Using Visual Imagery to Respond to Texts

Description
For many students, drawing pictures in response to literature feels "fun" and unthreatening compared to writing a response. Yet asking students to draw what they see as they read is essentially the same thing as requesting a written response: Both demand that they identify and restate an important concept in the text in a way that is personally meaningful. A visual representation of a text or portion of a text can be done at any point in a reading -- as a first response, to sum up, or as a final assessment. Teacher Alfredo Lujan says this about his use of the technique: "After [the students] had discussed the poems [in Keith Gilyard's book Poemographies] and then the title, in my mind, they were making a link, and I thought, 'What better way to represent that than visually?' So instead of giving them a standard assignment like 'write an essay explaining what you meant' ... I thought in this case ... it would be best represented visually." Some of his students made posters, some maps, and some drew their responses.
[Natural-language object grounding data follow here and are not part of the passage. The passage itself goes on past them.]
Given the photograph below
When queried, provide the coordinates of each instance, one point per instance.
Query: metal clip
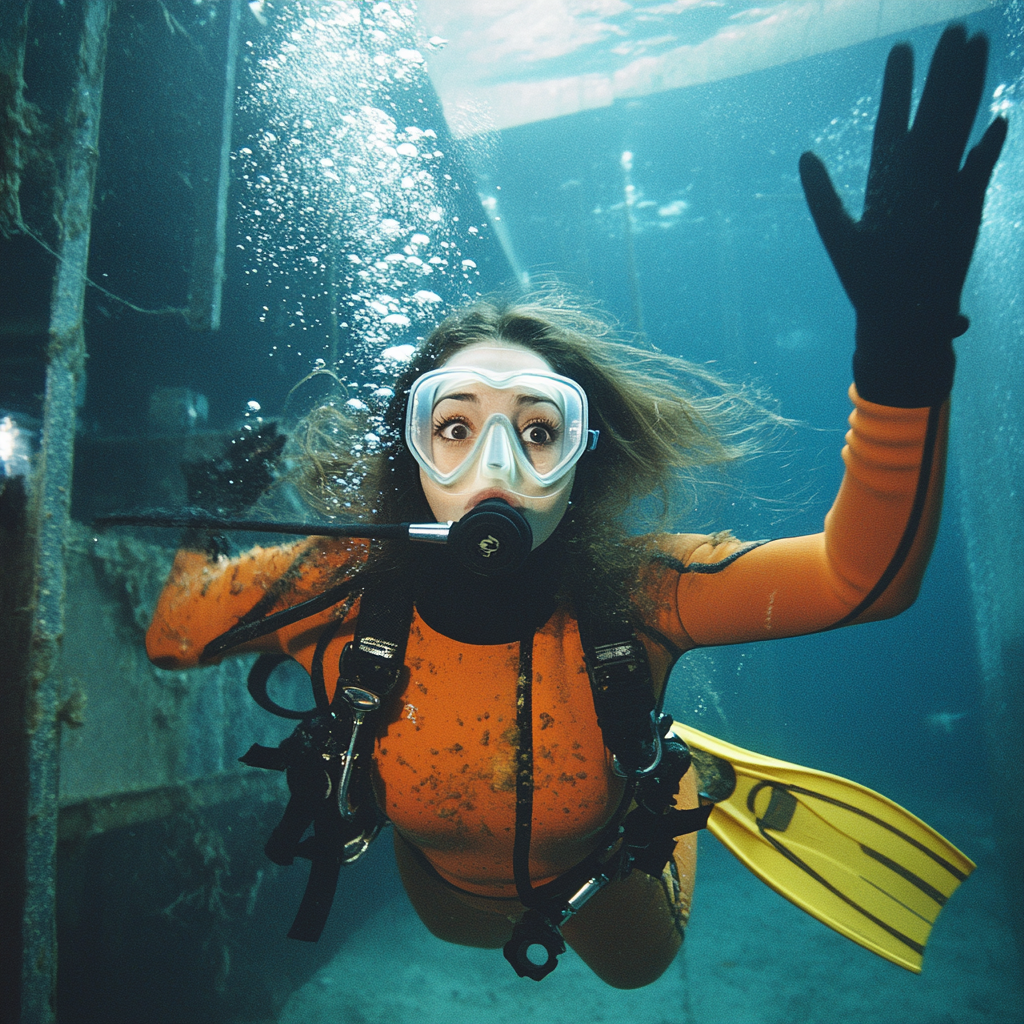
(361, 701)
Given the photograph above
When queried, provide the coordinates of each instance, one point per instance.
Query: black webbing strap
(246, 630)
(313, 755)
(621, 682)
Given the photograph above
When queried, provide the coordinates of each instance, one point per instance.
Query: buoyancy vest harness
(327, 762)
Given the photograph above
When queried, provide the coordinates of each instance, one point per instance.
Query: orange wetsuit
(444, 759)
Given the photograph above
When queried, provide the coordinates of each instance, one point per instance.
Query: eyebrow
(523, 399)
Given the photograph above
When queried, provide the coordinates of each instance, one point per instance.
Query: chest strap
(324, 758)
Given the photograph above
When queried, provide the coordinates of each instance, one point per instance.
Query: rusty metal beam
(206, 287)
(49, 515)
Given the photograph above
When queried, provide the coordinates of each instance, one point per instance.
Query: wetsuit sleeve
(866, 564)
(205, 597)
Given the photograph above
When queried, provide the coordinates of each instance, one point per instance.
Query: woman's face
(534, 423)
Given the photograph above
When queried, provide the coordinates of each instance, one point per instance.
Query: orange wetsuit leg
(631, 931)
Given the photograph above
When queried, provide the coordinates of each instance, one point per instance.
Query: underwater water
(354, 221)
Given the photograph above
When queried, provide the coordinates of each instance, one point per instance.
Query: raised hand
(904, 262)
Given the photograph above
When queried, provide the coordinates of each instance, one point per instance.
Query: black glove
(237, 478)
(904, 262)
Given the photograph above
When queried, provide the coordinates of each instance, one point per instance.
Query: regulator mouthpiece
(492, 539)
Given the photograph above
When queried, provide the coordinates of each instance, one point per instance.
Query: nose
(499, 459)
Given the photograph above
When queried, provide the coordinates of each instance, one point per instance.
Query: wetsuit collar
(475, 609)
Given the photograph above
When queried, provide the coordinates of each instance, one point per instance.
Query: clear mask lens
(522, 430)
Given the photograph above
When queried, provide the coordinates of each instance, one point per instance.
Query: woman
(487, 756)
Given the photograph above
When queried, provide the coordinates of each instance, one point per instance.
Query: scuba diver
(495, 692)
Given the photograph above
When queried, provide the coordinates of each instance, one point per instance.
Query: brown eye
(538, 433)
(455, 431)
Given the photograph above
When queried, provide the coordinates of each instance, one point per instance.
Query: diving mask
(522, 430)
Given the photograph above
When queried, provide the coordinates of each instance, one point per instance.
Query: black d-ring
(258, 675)
(534, 930)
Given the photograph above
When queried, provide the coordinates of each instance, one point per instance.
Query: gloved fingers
(894, 108)
(980, 161)
(834, 223)
(949, 102)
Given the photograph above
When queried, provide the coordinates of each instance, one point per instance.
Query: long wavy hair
(663, 423)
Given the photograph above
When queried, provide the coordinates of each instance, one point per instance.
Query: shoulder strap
(624, 691)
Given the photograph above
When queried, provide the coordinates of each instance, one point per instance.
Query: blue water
(730, 271)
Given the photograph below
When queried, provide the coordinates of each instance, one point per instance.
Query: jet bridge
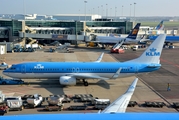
(107, 29)
(46, 32)
(50, 30)
(4, 32)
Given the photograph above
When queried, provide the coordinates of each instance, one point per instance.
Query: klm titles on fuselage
(153, 52)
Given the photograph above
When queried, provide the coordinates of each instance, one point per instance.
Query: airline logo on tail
(160, 26)
(134, 32)
(153, 52)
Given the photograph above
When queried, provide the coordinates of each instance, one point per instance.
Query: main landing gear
(85, 82)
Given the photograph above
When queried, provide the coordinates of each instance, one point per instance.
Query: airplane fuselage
(96, 116)
(111, 39)
(47, 70)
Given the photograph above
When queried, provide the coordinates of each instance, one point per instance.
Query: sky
(102, 7)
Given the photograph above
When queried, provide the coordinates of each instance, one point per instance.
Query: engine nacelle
(67, 80)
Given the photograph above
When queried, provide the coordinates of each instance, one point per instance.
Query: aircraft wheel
(85, 83)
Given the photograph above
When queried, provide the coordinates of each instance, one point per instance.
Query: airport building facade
(16, 30)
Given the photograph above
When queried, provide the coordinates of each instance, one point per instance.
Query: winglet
(100, 58)
(120, 105)
(134, 32)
A visual representation can take any form. Students can simply describe orally, to a partner or to the whole class, the images they "see" in their minds as they read. They can also do simple sketches in response to what they read, then share those sketches. Or they can create more elaborate responses by making posters, maps, portraits, masks, photo essays, sculptures, or other visual art forms. Visual responses can be done with the text as a whole, with a portion of the text, or with some theme or idea that runs through it.

Students can also capture the meaning of one word through drawing. Some teachers have students draw the meaning of a vocabulary word they are studying. Other teachers ask for a visual response as a culmination of a study of one concept or theme. For example, students might attempt to draw a concept like "hero" after a study of mythology, or visually represent themes like "identity" or "racism" that may arise in their reading.

Many teachers already use "mapping" in the classroom. Mapping is the practice of having students show their thinking about an idea, book, or theme by graphically representing the relationships between pieces of information. Markers, construction paper, and other supplies that encourage a visual response can help to make these maps more visually engaging.

A teacher introducing students to the concept of representing visual images might begin by modeling the images he or she "sees" while reading a text. The teacher can explain how describing and reflecting on these images helps develop comprehension of the text. Students might then begin by describing their images orally to a partner or by writing in a journal. Small peer groups might meet to discuss these images and discover what they have in common. Image-making is an ongoing process. Just as written and oral responses to literature will grow in sophistication with practice, so will the making of visual representations. Teachers should model how these responses, like written and oral responses, will be different for different genres of texts.
Benefits
Good writing evokes images in our minds as we read. Good readers are constantly making and revising these mental images as they progress through a text. As educators Ellin Oliver Keene and Susan Zimmerman, authors of Mosaic of Thought, put it: "Proficient readers spontaneously and purposefully create mental images while and after they read. The images emerge from all five senses, as well as the emotions, and are anchored in a reader's prior knowledge ... [They] use images to draw conclusions, to create distinct and unique interpretations of the text, to recall details significant to the text, and to recall a text after it has been read." Talking about this with students and having them describe or draw the images they "see" as they read helps them strengthen their ability to use these mental pictures for comprehension and interpretation.